Parmi ces actions qui constituent autant de leviers pour parvenir à l’atteinte d’objectifs encore plus ambitieux pour le transport combiné rail/route (triplement du trafic d’ici à 2030) figure incontestablement le développement du réseau de plateformes. Aux 35 existantes pourraient, ainsi, s’ajouter 15 autres pour un montant de 450 millions d’euros. La mise au gabarit du réseau est également de la première importante pour favoriser la circulation de trains au gabarit P400 (semi-remorques de 4 m de hauteur). Enfin, "comme les transporteurs sont les prescripteurs du report modal, nous souhaitons au travers de la proposition que nous avons faite que les routiers obtiennent une dérogation de circulation à 46 tonnes au lieu des 44 tonnes existants en pré et post-acheminements", explique Aurélien Barbé, délégué général du GNTC (Groupement National des Transports Combinés).  

Pour l’association Objectif OFP qui note que désormais tous les opérateurs acceptent de travailler ensemble, y compris l’opérateur historique qu’est Fret SNCF, les actions doivent, tout d’abord, donner de la capacité au réseau. C’est la raison d’être des contournements fret (dont celui de Lyon) qui présenteront également l’avantage de redonner des capacités de croissance au trafic voyageurs. Ce sont aussi les travaux de remise en état des lignes capillaires et des voies de service qui produiront leurs effets pour un montant cumulé de 350 millions d’euros. À la plus grande satisfaction du délégué général d’Objectif OFP qui se félicite que " l’utilité de ces infrastructures soit enfin reconnue". Avant d’ajouter "qu’il faut amplifier dans le même temps la digitalisation des trains afin que les clients puissent vérifier en temps réel le bon acheminement de leurs marchandises." 

Actions mises en œuvre dès le second semestre 2020 ?

Parmi les 30 actions proposées par l’Alliance 4F, certaines d’entre elles pourraient être mises en œuvre dès le second semestre 2020 en étant incluses dans le cadre du plan de relance économique de l’Etat. En attendant, les clients du rail souhaitent avant tout que la qualité de service atteinte durant la crise (98 %) perdure à l’heure de la relance.

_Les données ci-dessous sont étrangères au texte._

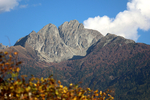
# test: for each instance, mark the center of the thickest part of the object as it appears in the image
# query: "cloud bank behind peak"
(126, 23)
(7, 5)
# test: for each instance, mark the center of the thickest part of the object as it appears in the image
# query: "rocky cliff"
(57, 44)
(2, 46)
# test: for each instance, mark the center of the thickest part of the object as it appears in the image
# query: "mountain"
(2, 46)
(107, 62)
(56, 45)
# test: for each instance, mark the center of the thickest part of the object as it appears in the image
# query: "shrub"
(39, 88)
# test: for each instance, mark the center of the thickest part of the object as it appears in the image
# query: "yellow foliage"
(43, 88)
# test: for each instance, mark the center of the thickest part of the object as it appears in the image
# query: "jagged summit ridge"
(2, 46)
(57, 44)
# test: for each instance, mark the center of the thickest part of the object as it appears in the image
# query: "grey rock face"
(70, 39)
(77, 38)
(2, 46)
(56, 45)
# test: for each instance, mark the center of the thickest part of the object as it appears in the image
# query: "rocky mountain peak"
(73, 24)
(2, 46)
(71, 39)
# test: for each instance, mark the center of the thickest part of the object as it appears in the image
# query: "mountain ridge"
(111, 62)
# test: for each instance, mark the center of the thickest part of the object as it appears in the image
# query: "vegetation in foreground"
(15, 87)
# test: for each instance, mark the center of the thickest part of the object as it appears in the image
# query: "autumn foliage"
(17, 88)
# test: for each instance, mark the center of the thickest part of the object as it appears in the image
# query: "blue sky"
(128, 18)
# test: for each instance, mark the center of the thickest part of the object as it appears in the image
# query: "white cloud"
(7, 5)
(39, 4)
(126, 23)
(23, 6)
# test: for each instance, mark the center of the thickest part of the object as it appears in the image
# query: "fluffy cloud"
(23, 6)
(126, 23)
(7, 5)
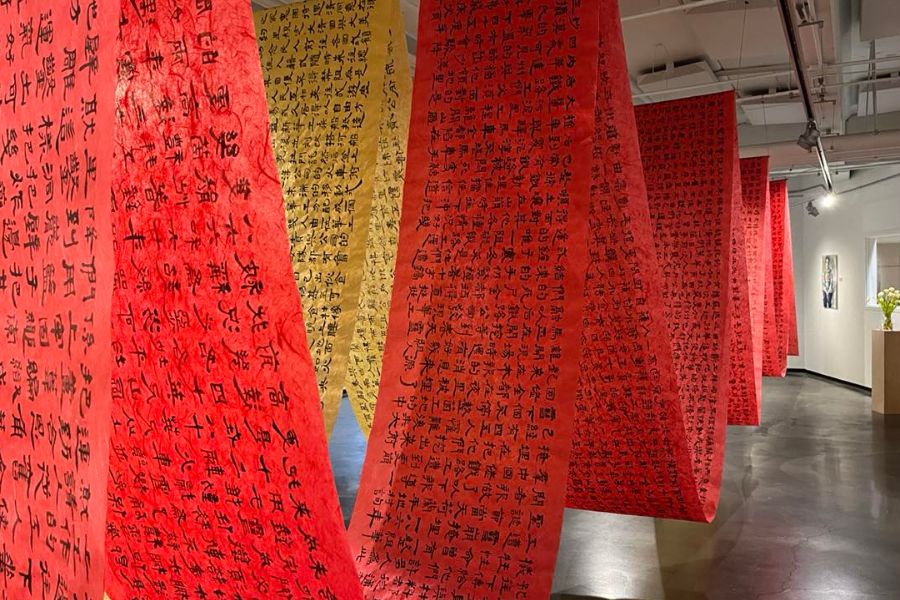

Au-delà des investissements précités, c’est donc le nouvel esprit collégial des partenaires de l’Alliance 4F qui a prouvé toute son efficacité en temps de crise qui devra être maintenu à l’avenir. Sans doute que les cheminots, au même titre que les transporteurs routiers, auront un immense rôle à jouer dans la réussite de ce report modal annoncé.